Our officer will provide you with information explaining the law and our procedures - and will ask you to complete and return a diary, giving details of when the problem occurs and how it affects you.
- This information is useful for determining the extent of the problem and to identify when it may be possible to witness the nuisance.
- When you return your diary sheets we will examine the enteries to determine whether a Statutory Nuisance exists - and if appropriate further investigations will be carried out.
- If we are happy that is is a Statutory Nuisance, then we will usually serve an Abatement Notice on the person responsible.
- If following this the problem persists, our investigating officer will attempt to gather further evidence to demonstrate a breach of the notice. If the evidence shows non-compliance with the notice, we may start court proceedings.
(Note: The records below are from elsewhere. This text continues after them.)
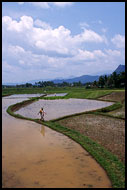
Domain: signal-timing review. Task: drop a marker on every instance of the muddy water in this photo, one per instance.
(62, 107)
(36, 156)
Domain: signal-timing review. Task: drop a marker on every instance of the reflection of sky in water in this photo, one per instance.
(62, 107)
(23, 96)
(56, 94)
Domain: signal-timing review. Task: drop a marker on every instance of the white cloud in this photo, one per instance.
(46, 5)
(44, 37)
(118, 41)
(84, 25)
(42, 24)
(62, 4)
(37, 50)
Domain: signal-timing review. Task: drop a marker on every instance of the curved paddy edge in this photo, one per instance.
(114, 168)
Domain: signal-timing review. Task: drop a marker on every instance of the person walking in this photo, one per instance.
(42, 113)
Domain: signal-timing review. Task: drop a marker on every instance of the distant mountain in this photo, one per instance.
(82, 79)
(120, 68)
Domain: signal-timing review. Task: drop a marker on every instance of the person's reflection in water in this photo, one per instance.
(43, 130)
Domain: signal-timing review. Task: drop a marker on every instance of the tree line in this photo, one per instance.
(111, 81)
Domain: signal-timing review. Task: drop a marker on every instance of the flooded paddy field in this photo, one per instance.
(23, 96)
(56, 94)
(62, 107)
(36, 156)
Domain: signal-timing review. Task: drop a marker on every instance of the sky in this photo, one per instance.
(48, 40)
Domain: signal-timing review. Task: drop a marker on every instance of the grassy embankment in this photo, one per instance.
(112, 165)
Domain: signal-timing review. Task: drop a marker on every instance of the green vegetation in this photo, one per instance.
(114, 168)
(112, 165)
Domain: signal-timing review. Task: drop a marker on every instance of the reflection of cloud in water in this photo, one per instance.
(42, 130)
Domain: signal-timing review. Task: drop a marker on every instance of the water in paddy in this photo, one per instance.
(36, 156)
(62, 107)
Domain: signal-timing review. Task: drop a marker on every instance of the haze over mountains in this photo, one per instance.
(82, 79)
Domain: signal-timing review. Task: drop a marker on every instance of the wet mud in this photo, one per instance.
(59, 108)
(36, 156)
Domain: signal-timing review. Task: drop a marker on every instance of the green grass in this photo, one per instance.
(73, 92)
(113, 166)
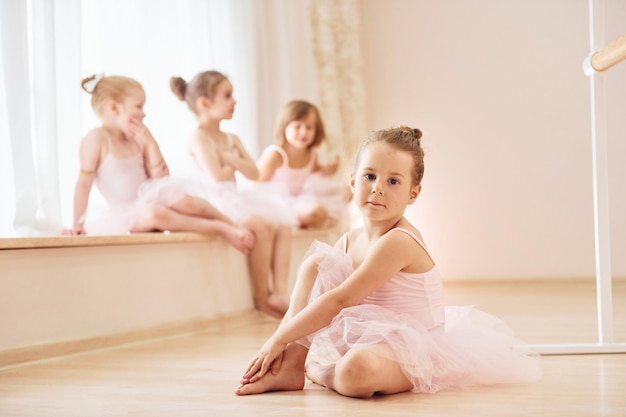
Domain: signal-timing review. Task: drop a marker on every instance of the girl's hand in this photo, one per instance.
(270, 357)
(140, 132)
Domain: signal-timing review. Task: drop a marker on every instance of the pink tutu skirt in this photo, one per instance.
(473, 348)
(114, 218)
(241, 203)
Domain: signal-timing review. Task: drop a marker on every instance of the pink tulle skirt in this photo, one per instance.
(113, 218)
(242, 203)
(473, 348)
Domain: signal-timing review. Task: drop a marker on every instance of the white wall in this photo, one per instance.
(499, 91)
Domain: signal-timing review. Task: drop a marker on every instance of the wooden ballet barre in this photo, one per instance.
(607, 57)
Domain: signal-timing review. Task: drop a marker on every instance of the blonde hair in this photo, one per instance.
(402, 138)
(104, 88)
(203, 84)
(297, 110)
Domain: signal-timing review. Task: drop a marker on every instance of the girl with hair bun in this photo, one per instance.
(371, 308)
(123, 160)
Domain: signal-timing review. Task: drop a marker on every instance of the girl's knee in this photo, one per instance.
(262, 229)
(355, 373)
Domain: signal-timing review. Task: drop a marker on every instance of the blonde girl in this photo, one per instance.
(317, 200)
(122, 158)
(217, 155)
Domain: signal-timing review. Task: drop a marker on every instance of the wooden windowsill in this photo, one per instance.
(129, 239)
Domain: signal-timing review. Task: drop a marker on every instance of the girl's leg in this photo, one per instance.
(362, 372)
(281, 258)
(164, 218)
(290, 376)
(259, 263)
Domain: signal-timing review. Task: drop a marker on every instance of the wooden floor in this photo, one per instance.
(195, 374)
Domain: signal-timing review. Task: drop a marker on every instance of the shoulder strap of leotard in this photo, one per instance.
(417, 239)
(344, 240)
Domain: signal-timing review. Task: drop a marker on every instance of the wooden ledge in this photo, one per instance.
(129, 239)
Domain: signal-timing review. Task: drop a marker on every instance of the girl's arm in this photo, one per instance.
(89, 154)
(154, 163)
(392, 253)
(327, 169)
(241, 161)
(209, 158)
(268, 163)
Please remember that at this stage you and/or other witnessess may be required to provide a statement and give evidence in court.
Can we always take action?
For us to take action under Section 80 we will need to prove 'beyond reasonable doubt' that a nuisance exists, as this is criminal law.
Where a nuisance is intermittent, it may be difficult to obtain the necessary evidence for proceedings in the courts.
There may also be other instances of disturbance where they are unable to act e.g. the noise may be at such a level as not to cause a statutory nuisance, but still is an annoyance to you.
In these cases, people who are affected have the power to take their case directly to the Magistrates' Court. You may take private action against the person(s) responsible for causing the nuisance under Section 82 of the Environmental Protection Act. As this would be civil law where you only have to prove 'on the balance of probability' your chances of success may be greater, none the less, civil action may be costly and therefore it may be advisable to consult a solicitor in the first instance.
You should first try to remedy the matter amicably by discussion. The courts are likely to ask whether you have done so. The courts will also require evidence - for example record sheets, witnesses etc.
Ask us for advice or to investigate first. Taking any civil action may be costly and therefore it is also advisable to consult a solicitor in the first instance.
The Environmental Protection Act 1990
This identifies a number of issues which can constitute a nuisance - including noise, odour, accumulations or deposits, dust etc.
Whether or not a Statutory Nuisance exists depends on several factors - including the severity, duration, frequency and whether it would interfere with the 'average' person's reasonable enjoyment of their property.